Manus is a 13 minute documentary produced and directed by Australian artist and filmmaker Angus McDonald. The film is based on footage which was shot by award winning Australian journalist Olivia Rousset when she travelled secretly to Manus Island with two other Australian refugee advocates at the end of 2017. The footage was filmed under the cover of darkness which includes interviews with men who have been locked up waiting for news that may never come — freedom. 

The Papua New Guinea (PNG) Supreme Court ordered the Australian Federal Government shut the detention centre at Lombrum on Manus Island.

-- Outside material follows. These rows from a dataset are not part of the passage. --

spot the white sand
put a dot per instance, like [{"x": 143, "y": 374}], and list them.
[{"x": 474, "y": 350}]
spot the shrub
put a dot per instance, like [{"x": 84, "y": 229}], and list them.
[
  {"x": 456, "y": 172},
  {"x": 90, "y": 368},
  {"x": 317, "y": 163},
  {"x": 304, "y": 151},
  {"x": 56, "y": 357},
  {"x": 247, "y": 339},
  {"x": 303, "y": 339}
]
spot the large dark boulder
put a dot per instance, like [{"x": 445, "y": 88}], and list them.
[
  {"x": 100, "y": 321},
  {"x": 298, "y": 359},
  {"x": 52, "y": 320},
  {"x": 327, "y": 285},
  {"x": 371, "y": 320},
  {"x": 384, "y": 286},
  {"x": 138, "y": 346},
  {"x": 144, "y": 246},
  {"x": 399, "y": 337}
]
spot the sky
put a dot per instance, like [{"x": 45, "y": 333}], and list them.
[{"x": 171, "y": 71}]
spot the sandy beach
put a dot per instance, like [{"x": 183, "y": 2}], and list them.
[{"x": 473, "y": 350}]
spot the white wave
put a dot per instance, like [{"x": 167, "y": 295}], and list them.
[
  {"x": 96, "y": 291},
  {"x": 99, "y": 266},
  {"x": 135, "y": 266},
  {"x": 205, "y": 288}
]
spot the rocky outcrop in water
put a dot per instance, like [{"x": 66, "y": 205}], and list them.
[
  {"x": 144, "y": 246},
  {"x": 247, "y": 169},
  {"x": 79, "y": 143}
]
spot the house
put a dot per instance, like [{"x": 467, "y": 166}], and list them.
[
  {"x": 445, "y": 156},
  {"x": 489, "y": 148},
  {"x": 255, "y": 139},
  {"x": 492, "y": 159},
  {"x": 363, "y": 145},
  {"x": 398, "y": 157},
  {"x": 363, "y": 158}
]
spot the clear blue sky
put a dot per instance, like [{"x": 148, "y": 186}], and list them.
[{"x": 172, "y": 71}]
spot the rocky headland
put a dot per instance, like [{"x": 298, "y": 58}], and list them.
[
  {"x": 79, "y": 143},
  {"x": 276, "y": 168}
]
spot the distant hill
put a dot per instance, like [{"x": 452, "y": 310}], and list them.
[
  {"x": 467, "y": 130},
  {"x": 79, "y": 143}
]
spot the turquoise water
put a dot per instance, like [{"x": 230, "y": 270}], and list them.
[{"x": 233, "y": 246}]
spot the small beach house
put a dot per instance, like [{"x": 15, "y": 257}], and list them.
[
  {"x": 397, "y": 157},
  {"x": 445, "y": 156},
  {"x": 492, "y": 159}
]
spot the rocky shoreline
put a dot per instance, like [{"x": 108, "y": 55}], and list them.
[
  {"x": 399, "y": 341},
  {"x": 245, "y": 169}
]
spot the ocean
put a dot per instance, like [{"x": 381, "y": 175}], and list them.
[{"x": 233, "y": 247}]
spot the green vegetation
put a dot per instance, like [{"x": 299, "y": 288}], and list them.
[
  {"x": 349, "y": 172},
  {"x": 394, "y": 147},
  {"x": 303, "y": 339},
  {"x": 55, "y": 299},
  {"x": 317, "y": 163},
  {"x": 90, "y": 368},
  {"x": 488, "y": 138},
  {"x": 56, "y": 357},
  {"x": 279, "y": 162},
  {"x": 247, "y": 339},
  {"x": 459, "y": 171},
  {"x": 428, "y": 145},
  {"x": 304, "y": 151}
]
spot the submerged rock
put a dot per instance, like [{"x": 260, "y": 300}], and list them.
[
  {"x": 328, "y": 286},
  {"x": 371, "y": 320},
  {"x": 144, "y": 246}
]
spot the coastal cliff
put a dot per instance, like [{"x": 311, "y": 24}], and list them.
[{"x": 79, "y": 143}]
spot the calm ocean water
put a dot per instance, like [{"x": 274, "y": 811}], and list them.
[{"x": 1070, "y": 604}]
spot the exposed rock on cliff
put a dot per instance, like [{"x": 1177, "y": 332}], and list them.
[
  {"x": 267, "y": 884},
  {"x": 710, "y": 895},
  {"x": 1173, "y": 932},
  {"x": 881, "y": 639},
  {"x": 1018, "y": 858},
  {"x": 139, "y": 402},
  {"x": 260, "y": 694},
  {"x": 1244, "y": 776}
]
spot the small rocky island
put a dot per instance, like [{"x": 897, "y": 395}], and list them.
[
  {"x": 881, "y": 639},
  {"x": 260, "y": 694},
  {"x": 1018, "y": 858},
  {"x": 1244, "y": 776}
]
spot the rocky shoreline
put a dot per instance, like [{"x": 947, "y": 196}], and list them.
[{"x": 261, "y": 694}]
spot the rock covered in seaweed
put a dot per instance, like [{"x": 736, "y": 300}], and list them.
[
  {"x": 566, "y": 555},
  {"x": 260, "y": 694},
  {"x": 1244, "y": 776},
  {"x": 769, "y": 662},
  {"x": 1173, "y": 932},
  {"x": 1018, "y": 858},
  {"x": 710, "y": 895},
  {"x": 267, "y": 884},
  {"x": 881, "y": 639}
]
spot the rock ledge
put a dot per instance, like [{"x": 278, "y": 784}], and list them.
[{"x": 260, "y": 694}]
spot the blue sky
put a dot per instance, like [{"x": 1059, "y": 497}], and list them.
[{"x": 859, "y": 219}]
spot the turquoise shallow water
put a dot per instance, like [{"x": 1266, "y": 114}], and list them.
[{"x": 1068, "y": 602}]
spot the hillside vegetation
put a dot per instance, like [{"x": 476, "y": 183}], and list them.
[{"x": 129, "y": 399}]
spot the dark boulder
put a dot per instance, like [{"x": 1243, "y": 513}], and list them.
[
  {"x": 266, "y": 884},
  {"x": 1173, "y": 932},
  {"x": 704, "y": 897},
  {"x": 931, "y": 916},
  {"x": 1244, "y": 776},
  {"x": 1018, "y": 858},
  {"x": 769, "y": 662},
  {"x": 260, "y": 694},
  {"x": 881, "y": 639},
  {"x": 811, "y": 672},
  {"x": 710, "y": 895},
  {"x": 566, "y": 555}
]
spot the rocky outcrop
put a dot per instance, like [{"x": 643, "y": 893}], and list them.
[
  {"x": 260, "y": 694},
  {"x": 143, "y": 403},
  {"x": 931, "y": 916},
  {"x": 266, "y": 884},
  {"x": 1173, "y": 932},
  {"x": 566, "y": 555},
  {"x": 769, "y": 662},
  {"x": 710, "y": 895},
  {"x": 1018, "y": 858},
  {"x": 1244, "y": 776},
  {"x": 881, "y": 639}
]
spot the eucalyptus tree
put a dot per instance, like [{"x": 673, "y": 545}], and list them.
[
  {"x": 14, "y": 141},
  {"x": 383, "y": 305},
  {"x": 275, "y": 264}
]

"That was a very important moment in the history of this most recent chapter in Australia’s offshore processing policy because this was a tough time when the PNG Supreme Court ordered the federal government shut the detention centre at Lombrum on Manus Island, they found it unconstitutional.”
McDonald told SBS Kurdish it was an appropriate time for the Federal government to bring the 650 men who had been on Manus for four and a half years, to Australia.

"But they didn’t do that, instead they ordered to move them to three new centres and as a result hundreds of men refused to leave which resulted in a standoff that lasted 24 days," McDonald said.

“The men on Manus took this moment in time to demand their freedom after four and half years of detention and this standoff continued until police under the orders of the Australian Federal Government forcibly moved them to the new centres. It was during this period of standoff Olivia and two others secretly travelled there for one night and film testimonial for men.”

Telling a story that hasn’t been told from behind impenetrable fences in Australia’s immigration detention centre on Papua New Guinea’s Manus Island, is not an easy task.
McDonald said the biggest challenge making the documentary was creating a narrative by using just various bits of dialogue from the men - and only including their words and pictures.

“I want to, I guess to create an underlying narrative about their situation in various small excerpts of the things they said on film, I think that was the hardest thing to try tie up together and make it coherent, I think we did it," McDonald said.